The government would not dock public sector workers' pay if they limit planned industrial action over pension reform on November 30 to 15 minutes, Cabinet Office minister Francis Maude said in a Financial Times interview published on Friday.

Unions are locked in battle with the Conservative-led coalition over government plans to implement cost-cutting reforms to pensions at a time when ministers are cutting hundreds of thousands of public sector jobs and freezing pay.

Britain's biggest public sector Unison, one of more than a dozen unions in the dispute, voted last week in favour of a 24-hour strike at the end of November.
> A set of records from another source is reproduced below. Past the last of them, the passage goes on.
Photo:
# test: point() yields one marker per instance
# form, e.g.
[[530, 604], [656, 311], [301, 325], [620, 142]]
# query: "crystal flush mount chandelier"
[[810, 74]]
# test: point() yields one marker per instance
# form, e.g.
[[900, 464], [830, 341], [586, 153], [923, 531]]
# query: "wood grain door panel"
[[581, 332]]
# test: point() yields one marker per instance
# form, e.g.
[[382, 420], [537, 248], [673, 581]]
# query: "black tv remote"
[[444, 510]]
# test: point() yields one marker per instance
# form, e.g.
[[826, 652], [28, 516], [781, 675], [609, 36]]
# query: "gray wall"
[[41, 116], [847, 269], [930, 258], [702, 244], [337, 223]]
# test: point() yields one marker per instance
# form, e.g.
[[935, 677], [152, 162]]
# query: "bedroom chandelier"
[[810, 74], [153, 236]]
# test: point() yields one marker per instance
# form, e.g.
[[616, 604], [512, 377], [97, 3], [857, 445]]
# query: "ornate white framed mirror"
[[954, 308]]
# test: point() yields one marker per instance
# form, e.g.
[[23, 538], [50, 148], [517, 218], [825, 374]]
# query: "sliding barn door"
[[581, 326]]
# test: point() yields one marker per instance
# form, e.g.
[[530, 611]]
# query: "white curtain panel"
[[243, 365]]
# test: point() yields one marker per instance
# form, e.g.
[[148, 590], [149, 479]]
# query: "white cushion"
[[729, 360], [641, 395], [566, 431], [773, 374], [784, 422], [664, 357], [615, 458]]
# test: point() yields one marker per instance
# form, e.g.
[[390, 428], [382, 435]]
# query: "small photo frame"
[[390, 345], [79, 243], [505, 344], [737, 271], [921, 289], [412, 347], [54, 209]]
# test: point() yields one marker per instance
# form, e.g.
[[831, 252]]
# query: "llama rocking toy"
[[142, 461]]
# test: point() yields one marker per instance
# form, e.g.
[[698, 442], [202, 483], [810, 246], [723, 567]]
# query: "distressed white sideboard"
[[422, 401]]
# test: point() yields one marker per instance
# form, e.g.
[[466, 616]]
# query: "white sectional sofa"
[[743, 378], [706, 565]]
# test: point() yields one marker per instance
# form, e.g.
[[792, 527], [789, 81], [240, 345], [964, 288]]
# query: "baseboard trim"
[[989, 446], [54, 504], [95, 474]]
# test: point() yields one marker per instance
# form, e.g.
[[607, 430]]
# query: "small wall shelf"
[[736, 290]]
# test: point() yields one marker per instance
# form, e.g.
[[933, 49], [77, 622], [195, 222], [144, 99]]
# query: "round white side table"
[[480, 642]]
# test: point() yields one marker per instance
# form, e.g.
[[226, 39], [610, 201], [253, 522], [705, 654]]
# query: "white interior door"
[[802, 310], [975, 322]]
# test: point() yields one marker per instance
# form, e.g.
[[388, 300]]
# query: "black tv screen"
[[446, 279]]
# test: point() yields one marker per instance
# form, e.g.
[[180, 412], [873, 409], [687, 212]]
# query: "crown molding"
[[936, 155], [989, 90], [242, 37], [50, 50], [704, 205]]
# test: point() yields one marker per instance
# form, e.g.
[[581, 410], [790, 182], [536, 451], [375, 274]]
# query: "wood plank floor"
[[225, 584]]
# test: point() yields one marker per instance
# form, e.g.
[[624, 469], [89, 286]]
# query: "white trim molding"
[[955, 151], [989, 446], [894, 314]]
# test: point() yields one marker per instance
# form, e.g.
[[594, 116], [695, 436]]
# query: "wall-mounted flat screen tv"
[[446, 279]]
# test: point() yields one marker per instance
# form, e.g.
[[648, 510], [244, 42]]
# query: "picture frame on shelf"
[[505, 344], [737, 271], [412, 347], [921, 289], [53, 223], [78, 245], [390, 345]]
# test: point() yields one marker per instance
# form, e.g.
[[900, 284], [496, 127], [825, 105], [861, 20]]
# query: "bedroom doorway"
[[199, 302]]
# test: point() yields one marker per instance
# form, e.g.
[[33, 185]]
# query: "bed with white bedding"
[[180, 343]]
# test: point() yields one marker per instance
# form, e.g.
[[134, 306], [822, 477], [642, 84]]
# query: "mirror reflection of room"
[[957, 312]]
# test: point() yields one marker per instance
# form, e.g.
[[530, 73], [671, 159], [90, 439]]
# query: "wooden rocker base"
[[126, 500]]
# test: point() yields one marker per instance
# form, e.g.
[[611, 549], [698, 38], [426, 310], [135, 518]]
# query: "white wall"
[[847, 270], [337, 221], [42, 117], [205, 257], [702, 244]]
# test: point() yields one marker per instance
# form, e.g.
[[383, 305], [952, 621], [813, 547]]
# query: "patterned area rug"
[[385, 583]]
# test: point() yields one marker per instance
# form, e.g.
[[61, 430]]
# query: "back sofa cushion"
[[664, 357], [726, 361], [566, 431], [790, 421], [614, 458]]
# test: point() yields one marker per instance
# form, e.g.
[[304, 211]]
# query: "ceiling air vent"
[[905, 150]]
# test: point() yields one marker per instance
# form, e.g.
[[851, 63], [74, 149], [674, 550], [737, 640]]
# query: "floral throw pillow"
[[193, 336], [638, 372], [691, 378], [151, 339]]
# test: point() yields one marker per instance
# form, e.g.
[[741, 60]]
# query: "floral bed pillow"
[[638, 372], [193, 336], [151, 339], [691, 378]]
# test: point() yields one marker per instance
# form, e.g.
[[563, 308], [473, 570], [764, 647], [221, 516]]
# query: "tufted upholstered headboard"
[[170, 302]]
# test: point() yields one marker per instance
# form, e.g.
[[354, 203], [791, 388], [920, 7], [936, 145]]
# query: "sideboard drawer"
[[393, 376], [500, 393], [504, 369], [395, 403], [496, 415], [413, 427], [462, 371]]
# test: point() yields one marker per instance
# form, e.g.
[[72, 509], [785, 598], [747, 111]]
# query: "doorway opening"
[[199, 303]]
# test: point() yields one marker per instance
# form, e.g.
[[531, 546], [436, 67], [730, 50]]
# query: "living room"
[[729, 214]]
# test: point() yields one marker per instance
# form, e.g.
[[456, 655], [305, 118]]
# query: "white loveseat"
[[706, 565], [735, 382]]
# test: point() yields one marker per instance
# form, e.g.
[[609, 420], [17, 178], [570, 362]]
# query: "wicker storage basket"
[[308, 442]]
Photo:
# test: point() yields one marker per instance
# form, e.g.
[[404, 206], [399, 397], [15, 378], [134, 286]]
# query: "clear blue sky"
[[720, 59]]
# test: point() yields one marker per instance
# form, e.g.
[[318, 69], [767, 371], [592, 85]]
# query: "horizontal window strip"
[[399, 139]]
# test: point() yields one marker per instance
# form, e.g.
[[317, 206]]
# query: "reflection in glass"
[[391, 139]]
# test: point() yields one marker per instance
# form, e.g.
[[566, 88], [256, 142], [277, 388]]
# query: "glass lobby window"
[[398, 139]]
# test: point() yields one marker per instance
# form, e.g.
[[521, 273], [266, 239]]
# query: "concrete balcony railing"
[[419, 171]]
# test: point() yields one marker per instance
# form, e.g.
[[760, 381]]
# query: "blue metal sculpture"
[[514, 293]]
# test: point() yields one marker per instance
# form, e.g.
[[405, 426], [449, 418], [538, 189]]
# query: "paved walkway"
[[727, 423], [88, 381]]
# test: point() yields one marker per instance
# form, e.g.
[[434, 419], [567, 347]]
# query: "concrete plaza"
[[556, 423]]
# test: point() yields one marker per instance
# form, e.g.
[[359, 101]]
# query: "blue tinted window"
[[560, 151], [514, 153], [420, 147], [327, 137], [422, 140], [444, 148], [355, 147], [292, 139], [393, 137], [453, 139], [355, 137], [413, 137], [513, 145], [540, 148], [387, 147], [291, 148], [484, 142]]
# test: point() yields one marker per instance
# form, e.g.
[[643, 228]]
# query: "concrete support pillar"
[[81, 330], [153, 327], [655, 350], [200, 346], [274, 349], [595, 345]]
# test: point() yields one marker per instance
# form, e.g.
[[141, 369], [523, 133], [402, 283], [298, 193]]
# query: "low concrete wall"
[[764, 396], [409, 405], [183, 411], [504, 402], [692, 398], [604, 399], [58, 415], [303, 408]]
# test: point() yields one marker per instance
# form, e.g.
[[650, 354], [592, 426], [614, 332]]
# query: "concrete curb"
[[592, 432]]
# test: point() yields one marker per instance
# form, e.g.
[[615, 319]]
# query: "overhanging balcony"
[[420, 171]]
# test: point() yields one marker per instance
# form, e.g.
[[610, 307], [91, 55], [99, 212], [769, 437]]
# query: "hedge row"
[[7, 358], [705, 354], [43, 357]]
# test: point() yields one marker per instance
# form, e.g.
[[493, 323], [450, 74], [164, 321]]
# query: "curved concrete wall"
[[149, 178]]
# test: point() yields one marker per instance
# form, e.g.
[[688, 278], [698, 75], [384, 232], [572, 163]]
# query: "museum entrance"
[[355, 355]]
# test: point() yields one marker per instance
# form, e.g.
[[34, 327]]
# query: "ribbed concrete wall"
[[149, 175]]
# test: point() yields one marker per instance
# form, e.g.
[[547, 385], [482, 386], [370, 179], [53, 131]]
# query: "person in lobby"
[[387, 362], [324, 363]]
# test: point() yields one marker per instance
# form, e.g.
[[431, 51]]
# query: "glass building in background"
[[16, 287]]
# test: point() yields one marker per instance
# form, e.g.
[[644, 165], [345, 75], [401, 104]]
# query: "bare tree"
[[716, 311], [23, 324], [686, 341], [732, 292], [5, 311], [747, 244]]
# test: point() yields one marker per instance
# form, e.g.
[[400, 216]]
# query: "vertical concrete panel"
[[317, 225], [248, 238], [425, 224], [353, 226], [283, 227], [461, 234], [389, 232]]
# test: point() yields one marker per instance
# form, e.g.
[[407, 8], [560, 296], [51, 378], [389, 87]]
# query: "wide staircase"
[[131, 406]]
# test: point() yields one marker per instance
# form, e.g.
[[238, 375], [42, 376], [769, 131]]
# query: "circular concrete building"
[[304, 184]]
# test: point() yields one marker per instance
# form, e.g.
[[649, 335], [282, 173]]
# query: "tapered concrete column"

Smaller unions are expected to join action which could involve up to two million workers.

We're willing to accommodate some kind of token action, said Maude, one of the government's main negotiators with the unions on pension reform.

I can't imagine any employer in the public sector would say if you have a token strike of a quarter of an hour during the day which doesn't affect public services, you lose a day's pay.

In Britain, workers stand to forfeit their pay for the length of a strike.

The coalition government, which has criticised the move to strike while negotiations are still ongoing, offered a revised pension deal to workers last week but failed to persuade unions to call off the threat of industrial action.

The coalition's cost-saving plans include making public sector workers pay more into their pensions and work for longer. Ministers have offered to protect staff currently close to retirement and to not seek further reform for the next 25 years.

There's a long way to go in these discussions, Maude said.